We use the same LLMs as in §3.1, as they can provide concise answers to the questions and come from different model bases. Regarding the datasets, CARE-MI, M3KE, and ARC are derived from website documents, while the MATH dataset, synthetically generated by us, ensures that the LLMs have not been exposed to identical questions during training. Results are presented in Table 4, from which we can extract the following conclusions:

Within the GPT family, GPT-3.5-turbo and GPT4 exhibit different behavior. When predicting incorrect options (A, B, or C), GPT4 shows a stronger inclination towards the option positioned first compared to GPT-3.5-turbo. Specifically, when option B is presented first, GPT-3.5-turbo tends to lean towards selecting option B. Furthermore, ChatGLM-6B showcases a certain preference for the first two options.

The behavior of the LLMs remains consistent across datasets originating from different languages and sources. Hence, we can conclude that the dataset’s language or source, regardless of whether the models were previously exposed to them or not, is not the underlying cause of the models’ positional preferences.

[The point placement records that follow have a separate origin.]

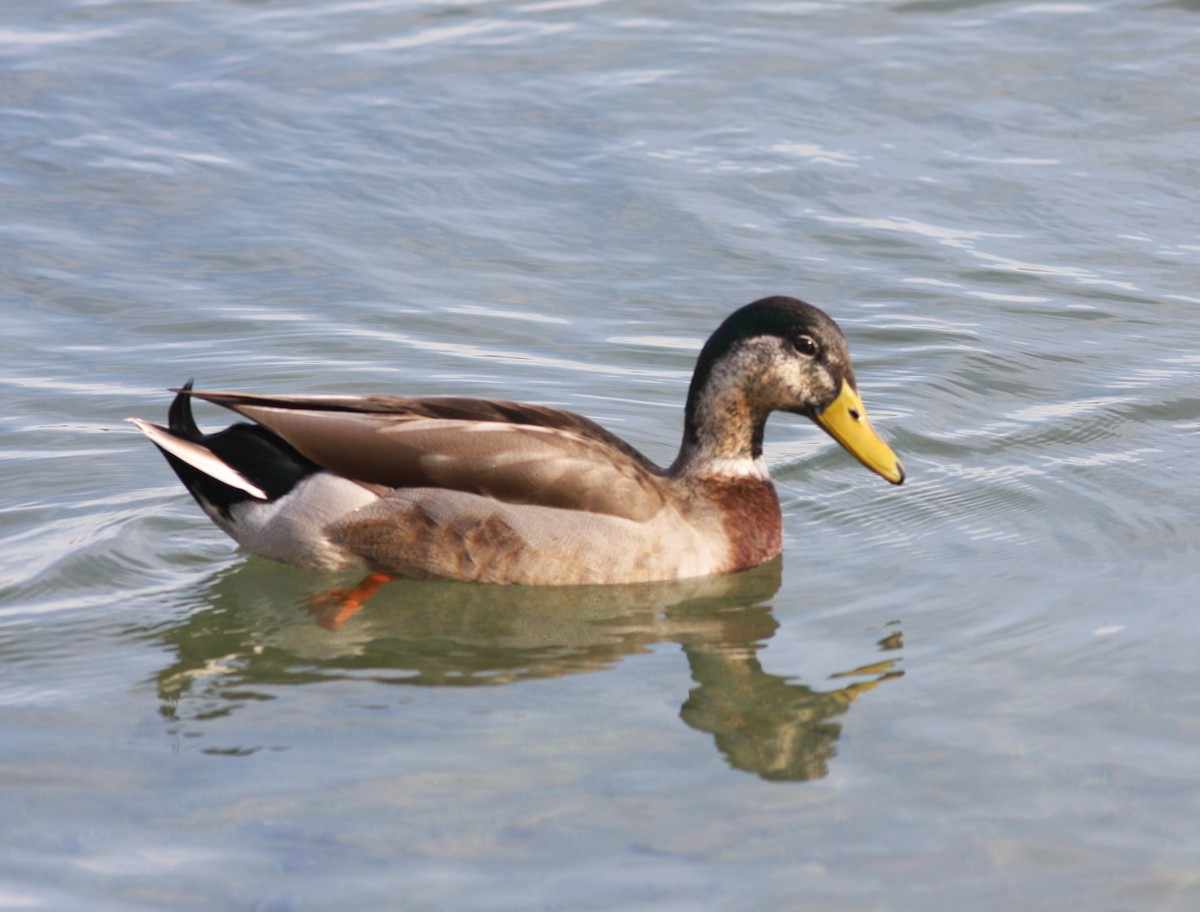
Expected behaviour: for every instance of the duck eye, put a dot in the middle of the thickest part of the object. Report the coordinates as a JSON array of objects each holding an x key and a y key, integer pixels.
[{"x": 804, "y": 345}]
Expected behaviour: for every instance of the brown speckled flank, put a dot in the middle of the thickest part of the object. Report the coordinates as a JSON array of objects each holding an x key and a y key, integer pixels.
[{"x": 507, "y": 492}]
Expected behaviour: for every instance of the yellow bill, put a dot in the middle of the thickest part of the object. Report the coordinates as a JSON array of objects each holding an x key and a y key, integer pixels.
[{"x": 845, "y": 420}]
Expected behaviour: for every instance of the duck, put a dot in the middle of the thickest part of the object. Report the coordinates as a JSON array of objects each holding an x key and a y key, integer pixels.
[{"x": 493, "y": 491}]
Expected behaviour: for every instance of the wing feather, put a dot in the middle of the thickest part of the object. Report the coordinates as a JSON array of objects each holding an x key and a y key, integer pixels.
[{"x": 510, "y": 451}]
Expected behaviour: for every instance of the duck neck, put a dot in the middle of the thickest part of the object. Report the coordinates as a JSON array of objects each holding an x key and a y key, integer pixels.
[{"x": 721, "y": 435}]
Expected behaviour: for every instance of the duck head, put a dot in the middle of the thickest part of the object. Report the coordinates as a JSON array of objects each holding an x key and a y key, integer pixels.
[{"x": 778, "y": 354}]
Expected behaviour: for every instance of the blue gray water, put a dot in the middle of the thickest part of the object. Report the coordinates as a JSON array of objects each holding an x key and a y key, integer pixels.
[{"x": 976, "y": 691}]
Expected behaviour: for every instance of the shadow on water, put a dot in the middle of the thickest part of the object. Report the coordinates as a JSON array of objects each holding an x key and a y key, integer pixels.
[{"x": 259, "y": 628}]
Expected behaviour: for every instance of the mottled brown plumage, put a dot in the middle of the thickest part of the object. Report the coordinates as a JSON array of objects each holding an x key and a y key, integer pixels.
[{"x": 507, "y": 492}]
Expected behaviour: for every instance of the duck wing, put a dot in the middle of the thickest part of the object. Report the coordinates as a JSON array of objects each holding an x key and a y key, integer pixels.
[{"x": 510, "y": 451}]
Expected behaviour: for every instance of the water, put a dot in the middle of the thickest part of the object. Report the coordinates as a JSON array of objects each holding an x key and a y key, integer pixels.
[{"x": 975, "y": 691}]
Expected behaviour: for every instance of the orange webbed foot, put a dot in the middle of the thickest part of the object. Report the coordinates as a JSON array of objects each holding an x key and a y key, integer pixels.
[{"x": 336, "y": 606}]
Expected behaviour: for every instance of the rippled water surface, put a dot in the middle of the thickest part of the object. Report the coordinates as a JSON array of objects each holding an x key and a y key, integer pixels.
[{"x": 977, "y": 691}]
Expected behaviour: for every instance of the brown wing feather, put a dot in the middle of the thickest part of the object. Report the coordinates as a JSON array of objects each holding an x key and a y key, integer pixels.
[{"x": 505, "y": 450}]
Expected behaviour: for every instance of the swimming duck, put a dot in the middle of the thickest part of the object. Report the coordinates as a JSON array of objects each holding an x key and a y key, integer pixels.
[{"x": 507, "y": 492}]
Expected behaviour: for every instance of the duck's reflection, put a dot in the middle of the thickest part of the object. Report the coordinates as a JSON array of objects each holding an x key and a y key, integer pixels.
[{"x": 255, "y": 631}]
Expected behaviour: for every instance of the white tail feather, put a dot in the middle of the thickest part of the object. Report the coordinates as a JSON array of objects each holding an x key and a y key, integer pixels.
[{"x": 198, "y": 457}]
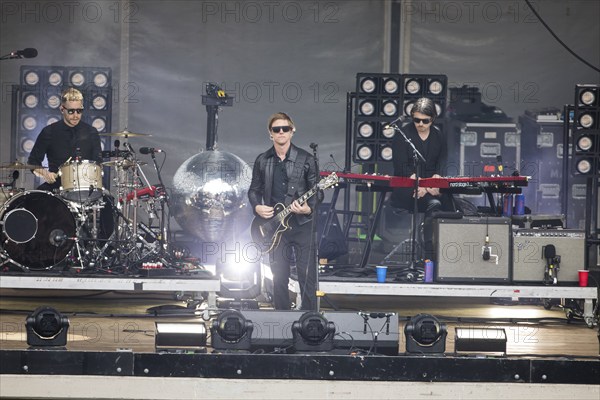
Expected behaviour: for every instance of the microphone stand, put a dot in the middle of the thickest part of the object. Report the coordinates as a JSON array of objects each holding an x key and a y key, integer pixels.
[
  {"x": 164, "y": 199},
  {"x": 417, "y": 159},
  {"x": 314, "y": 234}
]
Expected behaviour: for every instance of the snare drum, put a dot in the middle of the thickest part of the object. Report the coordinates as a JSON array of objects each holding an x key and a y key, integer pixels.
[
  {"x": 81, "y": 181},
  {"x": 37, "y": 229}
]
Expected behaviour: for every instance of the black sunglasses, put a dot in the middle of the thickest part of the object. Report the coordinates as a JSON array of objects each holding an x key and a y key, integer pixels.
[
  {"x": 72, "y": 111},
  {"x": 423, "y": 120},
  {"x": 277, "y": 129}
]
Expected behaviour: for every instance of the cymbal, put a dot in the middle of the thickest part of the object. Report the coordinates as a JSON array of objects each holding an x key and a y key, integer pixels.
[
  {"x": 124, "y": 133},
  {"x": 18, "y": 165},
  {"x": 122, "y": 163}
]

3. Yes, LLMs are sensitive to ordering

Our experiments showed that the order of candidate answers in MCQs significantly impacts LLMs outputs. GPT-3.5-turbo and GPT4 exhibited different preferences, while ChatGLM-6B showed a certain preference for the first two positions. In addition, the positional preferences in each LLM seemed to remain consistent across datasets originating from different languages and sources.

These findings are problematic because they reveal potential biases and inconsistencies in LLM outputs, which can affect the reliability and accuracy of their responses. Failure to understand and address these preferences may lead to biased recommendations, inaccurate information retrieval, and flawed decision-making. It is important to develop methods to mitigate these effects, as well as to investigate evaluation protocols that are less impacted by positional preferences. In light of these observations, in the next section, we compare MCQs and LFGQs evaluation methods.

Multiple Choice vs Long Form Generation

To compare QA evaluation formats and gain a deeper understanding of LLMs evaluation protocols, we expose several LLMs to the same questions presented in different formats. Then, we analyze and compare the results in three spaces: the direct output space (§4.1), the token logits space (§4.2), and the embedding space (§4.3).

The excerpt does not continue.